I went away with a couple of the triggers on my list and I didn't stop myself carrying out my behaviours but took comfort in the fact I could still do them, just a bit later on. Normally after 10 minutes or so passed, the urge to do it had almost disappeared anyway! The next week Ruth took one of the biggest triggers which was washing up. I could not leave it until the morning after and I could not let anybody else do it. I used to get really upset and worked up if I went to the kitchen in the morning and it was not clean. So she asked me to spend the whole next week just leaving it until the next morning. Of course, I thought that at the end of some slippery slope somebody would die or the world would end, and it gave me my initial intense anxiety feelings, I got very upset and had a go at my husband for not having done the washing up the night before (I’d have had a go at him for not doing it right anyway) but I did do everything Ruth asked, and every day the anxiety feeling was slightly less intense and lasted a little less.

Very quickly using the delaying technique I realised that it was the anxiety feeling I was afraid of, and not the actual trigger. So I practiced as much as I could, and instead of carrying out my obsessive behaviours I just sat with the awful feelings and embraced them, and over time, I felt so much more relaxed with housework.

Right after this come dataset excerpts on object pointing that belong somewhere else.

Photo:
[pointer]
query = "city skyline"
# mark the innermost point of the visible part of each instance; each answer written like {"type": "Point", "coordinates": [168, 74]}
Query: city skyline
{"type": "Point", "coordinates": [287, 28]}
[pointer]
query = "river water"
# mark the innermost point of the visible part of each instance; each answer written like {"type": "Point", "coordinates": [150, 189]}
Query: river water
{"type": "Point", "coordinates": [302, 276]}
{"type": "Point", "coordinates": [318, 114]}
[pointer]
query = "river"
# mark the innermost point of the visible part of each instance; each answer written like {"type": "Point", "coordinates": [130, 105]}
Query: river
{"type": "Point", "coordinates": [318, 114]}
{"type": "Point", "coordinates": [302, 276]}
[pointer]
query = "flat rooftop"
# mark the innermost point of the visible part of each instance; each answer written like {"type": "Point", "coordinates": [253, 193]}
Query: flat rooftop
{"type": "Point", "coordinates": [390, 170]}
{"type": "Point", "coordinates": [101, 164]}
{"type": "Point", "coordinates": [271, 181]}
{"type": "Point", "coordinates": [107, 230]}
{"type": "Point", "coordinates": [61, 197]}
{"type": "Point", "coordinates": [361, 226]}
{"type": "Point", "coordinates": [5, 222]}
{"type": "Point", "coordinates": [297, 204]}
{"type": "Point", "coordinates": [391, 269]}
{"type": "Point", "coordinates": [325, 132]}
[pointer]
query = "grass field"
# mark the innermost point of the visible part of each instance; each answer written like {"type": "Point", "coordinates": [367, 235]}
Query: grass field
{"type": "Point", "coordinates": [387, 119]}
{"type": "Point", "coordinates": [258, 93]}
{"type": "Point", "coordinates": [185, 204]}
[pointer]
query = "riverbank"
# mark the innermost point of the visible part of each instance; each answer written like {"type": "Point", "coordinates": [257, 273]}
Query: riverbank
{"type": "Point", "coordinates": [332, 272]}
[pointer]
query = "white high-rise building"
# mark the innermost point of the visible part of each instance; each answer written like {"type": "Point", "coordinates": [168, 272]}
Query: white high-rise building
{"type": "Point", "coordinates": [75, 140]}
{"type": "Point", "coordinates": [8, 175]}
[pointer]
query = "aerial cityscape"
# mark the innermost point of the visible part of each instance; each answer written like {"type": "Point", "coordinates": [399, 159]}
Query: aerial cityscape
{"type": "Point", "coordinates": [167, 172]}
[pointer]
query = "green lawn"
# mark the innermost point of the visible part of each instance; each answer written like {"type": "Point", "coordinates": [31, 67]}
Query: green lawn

"So after about five sessions I realised that the things I thought were my biggest triggers, weren't. My biggest problem was with other people."

I had a big issue with the lack of justice in the world, even in small things like someone not holding the door for you. I could not stand people being in my house and I did not want to associate with people I thought were 'bad'. This was such a massive issue because after my daughter was born, my in-laws became very pushy, selfish and slightly controlling. But I couldn't just cut them out of my life so something had to change. Ruth helped me realise my issue was stemming from the contamination OCD again, I was worried that my daughter and I being around people like this would turn us into them. I learned techniques and mantras to help me remember I am myself and I can be around things I don't like without it becoming who I am. The best technique I learned was to make a caricature of people who invoked horrible feelings in me.

"So I would urge anybody suffering like me to just trust the treatment."

It will work and as morbid as it sounds, the worst thing that will happen is your fears will come true. People could die and the world could end but we're only human, so no matter how many behaviours we adopt and control we try and exercise, we can't control the whole world and stop all bad things happening. I've gained an absolute world from therapy, I am not controlled by my OCD anymore, even though it is still there. Instead of it being a massive bully holding a gun to my head, it’s just a tiny annoying mouse who rattles through my head now and then. I've got my life back, I don't argue with my husband anymore so I don't have to fear my marriage ending and I can be around mess and dirt and horrible people and feel OK. My daughter has my attention now and I can actually enjoy life.